As state officials scramble to get the drugs they need to execute condemned prisoners, they’ve run into repeated roadblocks thanks to members of the medical community, who say that helping with executions violates their code of ethics. Without being able to purchase drugs from most hospitals or pharmacies, states have been resorting to creative measures. In Louisiana, for instance, employees in the Department of Corrections recently circumvented the issue by simply misleading medical professionals about why exactly they need those drugs.
According to the public interest outlet The Lens, Lake Charles Memorial Hospital unwittingly supplied Louisiana officials with hydromorphone, a pain relieving drug, for the upcoming execution of a death row inmate. The hospital didn’t realize that’s what the state intended to use their hydromorphone for.
“We assumed the drug was for one of their patients, so we sent it. We did not realize what the focus was,” Ulysses Gene Thibodeaux, a board member for the private hospital, told The Lens. “Had we known of the real use, we never would have done it.”
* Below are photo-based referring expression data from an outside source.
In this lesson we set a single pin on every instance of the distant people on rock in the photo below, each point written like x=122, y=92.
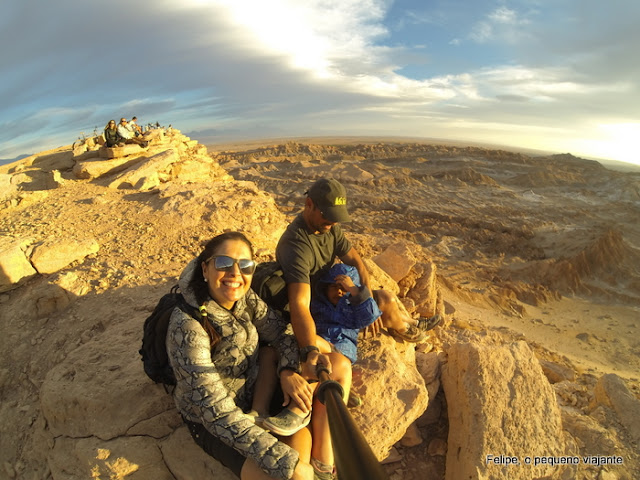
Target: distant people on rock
x=111, y=136
x=216, y=356
x=134, y=127
x=127, y=134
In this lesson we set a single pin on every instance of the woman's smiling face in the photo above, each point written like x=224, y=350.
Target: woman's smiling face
x=226, y=288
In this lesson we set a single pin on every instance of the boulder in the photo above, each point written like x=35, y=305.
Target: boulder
x=393, y=392
x=57, y=253
x=187, y=461
x=135, y=458
x=557, y=373
x=147, y=175
x=397, y=260
x=61, y=160
x=14, y=265
x=123, y=151
x=424, y=291
x=379, y=279
x=500, y=405
x=612, y=392
x=87, y=169
x=100, y=390
x=7, y=188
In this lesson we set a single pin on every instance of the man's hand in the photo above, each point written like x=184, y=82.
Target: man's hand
x=296, y=389
x=346, y=284
x=314, y=359
x=374, y=328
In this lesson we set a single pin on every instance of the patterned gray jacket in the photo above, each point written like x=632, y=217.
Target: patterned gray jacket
x=214, y=387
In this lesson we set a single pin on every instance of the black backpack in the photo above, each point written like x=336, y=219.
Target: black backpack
x=270, y=286
x=154, y=350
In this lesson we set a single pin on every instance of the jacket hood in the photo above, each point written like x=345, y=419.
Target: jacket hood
x=185, y=278
x=340, y=269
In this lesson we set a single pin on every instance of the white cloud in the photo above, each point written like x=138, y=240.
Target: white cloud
x=502, y=24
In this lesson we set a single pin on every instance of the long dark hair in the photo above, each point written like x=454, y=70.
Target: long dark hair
x=200, y=288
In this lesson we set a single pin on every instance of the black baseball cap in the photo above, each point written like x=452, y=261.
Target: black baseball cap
x=330, y=197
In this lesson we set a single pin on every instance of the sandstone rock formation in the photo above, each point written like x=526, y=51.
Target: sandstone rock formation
x=500, y=406
x=89, y=244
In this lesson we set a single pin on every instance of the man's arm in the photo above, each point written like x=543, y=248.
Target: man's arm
x=353, y=259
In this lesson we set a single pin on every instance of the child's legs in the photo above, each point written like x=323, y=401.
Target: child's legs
x=267, y=380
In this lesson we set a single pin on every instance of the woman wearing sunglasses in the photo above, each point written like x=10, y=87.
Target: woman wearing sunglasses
x=214, y=355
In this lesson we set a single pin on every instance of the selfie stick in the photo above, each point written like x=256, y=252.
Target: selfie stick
x=354, y=458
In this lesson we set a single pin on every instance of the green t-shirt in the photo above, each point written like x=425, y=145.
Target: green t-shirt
x=303, y=255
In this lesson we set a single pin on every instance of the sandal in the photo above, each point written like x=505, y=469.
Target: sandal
x=354, y=400
x=425, y=324
x=412, y=334
x=286, y=423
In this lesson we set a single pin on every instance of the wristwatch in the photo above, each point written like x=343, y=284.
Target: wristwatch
x=304, y=352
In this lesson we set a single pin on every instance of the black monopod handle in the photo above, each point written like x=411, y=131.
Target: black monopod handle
x=354, y=458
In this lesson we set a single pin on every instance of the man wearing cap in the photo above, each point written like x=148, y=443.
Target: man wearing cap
x=308, y=247
x=306, y=251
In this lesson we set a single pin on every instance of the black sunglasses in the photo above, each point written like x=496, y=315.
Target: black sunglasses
x=223, y=263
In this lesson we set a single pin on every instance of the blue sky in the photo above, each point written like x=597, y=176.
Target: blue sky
x=559, y=75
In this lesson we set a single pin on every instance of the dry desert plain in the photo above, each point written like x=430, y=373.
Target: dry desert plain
x=544, y=249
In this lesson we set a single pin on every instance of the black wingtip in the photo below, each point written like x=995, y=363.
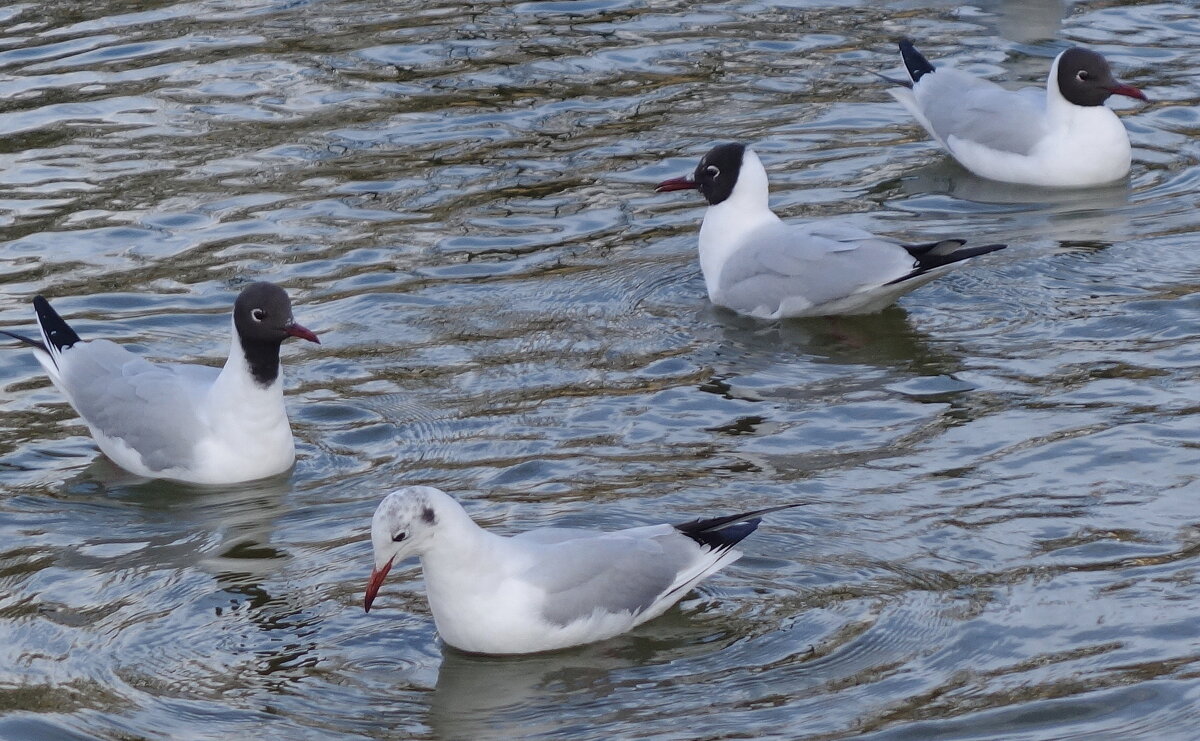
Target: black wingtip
x=936, y=254
x=918, y=66
x=725, y=532
x=57, y=331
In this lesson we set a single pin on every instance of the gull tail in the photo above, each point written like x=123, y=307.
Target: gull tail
x=918, y=66
x=940, y=254
x=724, y=532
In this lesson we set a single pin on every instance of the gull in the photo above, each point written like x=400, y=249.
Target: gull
x=755, y=264
x=1061, y=137
x=549, y=588
x=185, y=422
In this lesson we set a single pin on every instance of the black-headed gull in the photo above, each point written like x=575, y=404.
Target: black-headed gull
x=756, y=264
x=550, y=588
x=1061, y=137
x=185, y=422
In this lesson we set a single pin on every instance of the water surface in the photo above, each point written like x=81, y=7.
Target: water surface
x=1003, y=536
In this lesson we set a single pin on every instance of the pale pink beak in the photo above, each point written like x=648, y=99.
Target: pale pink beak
x=375, y=583
x=297, y=330
x=676, y=184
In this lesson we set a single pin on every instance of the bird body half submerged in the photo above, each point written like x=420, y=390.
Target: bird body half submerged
x=756, y=264
x=1059, y=137
x=185, y=422
x=544, y=589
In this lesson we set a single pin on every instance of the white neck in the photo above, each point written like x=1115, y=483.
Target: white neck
x=727, y=223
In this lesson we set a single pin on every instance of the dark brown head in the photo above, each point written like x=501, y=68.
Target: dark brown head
x=715, y=176
x=1085, y=78
x=262, y=314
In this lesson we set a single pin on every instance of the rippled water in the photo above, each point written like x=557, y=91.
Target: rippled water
x=1005, y=531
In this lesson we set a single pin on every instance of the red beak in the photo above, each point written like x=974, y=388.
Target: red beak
x=1128, y=90
x=373, y=584
x=297, y=330
x=676, y=184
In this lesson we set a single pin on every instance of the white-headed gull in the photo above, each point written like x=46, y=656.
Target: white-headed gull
x=1061, y=137
x=756, y=264
x=550, y=588
x=186, y=422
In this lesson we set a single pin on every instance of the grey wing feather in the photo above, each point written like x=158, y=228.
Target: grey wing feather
x=965, y=107
x=612, y=573
x=151, y=408
x=820, y=261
Documents obtained by The Lens confirm that Louisiana officials bought several vials of hydromorphone from Lake Charles Memorial Hospital on January 28, just one week before they were scheduled to execute inmate Christopher Sepulvado. Around the same time, the Department of Corrections announced they were switching to a different combination of lethal drugs — hydromorphone and midazolam — to execute inmates.
“At no time did Memorial believe or was led to believe that the drug would be used for an execution,” Matt Felder, a spokesman for the hospital, told local outlet KPLC. Felder said that the hospital was told the Department of Corrections needed the drug “for a medical patient.”
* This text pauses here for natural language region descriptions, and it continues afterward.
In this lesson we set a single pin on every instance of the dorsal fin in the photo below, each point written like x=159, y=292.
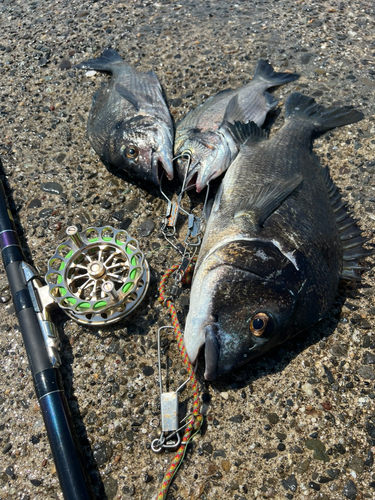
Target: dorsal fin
x=248, y=133
x=350, y=233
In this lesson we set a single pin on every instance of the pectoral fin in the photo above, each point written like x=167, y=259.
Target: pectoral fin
x=266, y=199
x=128, y=95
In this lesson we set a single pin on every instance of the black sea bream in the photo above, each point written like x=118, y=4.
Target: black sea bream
x=213, y=132
x=277, y=242
x=129, y=124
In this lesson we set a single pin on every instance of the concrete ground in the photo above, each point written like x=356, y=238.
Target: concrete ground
x=297, y=423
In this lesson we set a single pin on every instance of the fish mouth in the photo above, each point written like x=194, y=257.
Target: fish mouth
x=161, y=163
x=191, y=178
x=211, y=351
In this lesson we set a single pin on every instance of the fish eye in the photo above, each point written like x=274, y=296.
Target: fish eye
x=261, y=323
x=131, y=151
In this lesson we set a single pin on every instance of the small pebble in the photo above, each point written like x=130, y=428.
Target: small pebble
x=36, y=203
x=314, y=486
x=225, y=465
x=366, y=372
x=52, y=187
x=148, y=371
x=65, y=64
x=7, y=448
x=350, y=490
x=35, y=482
x=110, y=487
x=369, y=358
x=290, y=483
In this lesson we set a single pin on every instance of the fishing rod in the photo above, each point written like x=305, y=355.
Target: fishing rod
x=41, y=343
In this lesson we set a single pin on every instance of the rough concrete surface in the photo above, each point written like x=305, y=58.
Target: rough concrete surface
x=299, y=422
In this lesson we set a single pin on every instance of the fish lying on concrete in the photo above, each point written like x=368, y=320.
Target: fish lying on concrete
x=213, y=132
x=129, y=124
x=277, y=242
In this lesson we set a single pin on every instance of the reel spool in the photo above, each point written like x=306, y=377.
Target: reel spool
x=98, y=276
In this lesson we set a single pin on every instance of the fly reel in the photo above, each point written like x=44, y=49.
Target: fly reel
x=98, y=276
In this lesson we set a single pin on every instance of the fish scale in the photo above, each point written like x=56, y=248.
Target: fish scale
x=277, y=242
x=129, y=124
x=213, y=132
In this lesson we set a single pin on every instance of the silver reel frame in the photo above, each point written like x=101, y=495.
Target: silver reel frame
x=98, y=276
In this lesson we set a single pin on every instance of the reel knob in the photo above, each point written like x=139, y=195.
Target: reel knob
x=98, y=276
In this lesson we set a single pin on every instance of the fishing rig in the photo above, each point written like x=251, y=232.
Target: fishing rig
x=194, y=233
x=97, y=276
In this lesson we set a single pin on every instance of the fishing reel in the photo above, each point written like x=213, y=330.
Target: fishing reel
x=98, y=276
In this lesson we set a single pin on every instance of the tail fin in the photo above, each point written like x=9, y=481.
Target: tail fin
x=265, y=71
x=299, y=106
x=103, y=63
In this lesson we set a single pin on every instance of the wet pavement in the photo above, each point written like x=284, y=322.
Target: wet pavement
x=299, y=422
But health care professionals don’t consider state-sanctioned executions to be a legitimate medical issue. Because the Hippocratic Oath states that doctors should “do no harm” to their patients, and “give no deadly medicine to anyone,” the people who work in this field consider assisting with executions to be in direct violation to their code of ethics. All of the major medical associations — including the American Medical Association, the American Public Health Association, the American Board of Anesthesiology, and the American Nurses Association — prohibit their members from using their skills to help execute inmates.
Medical professionals also object to the fact that drugs typically used to relieve pain are now being repurposed to kill. “Yes, they are using ‘our drugs’, but with a different purpose and intent,” an anesthesiologist pointed out to ThinkProgress last month.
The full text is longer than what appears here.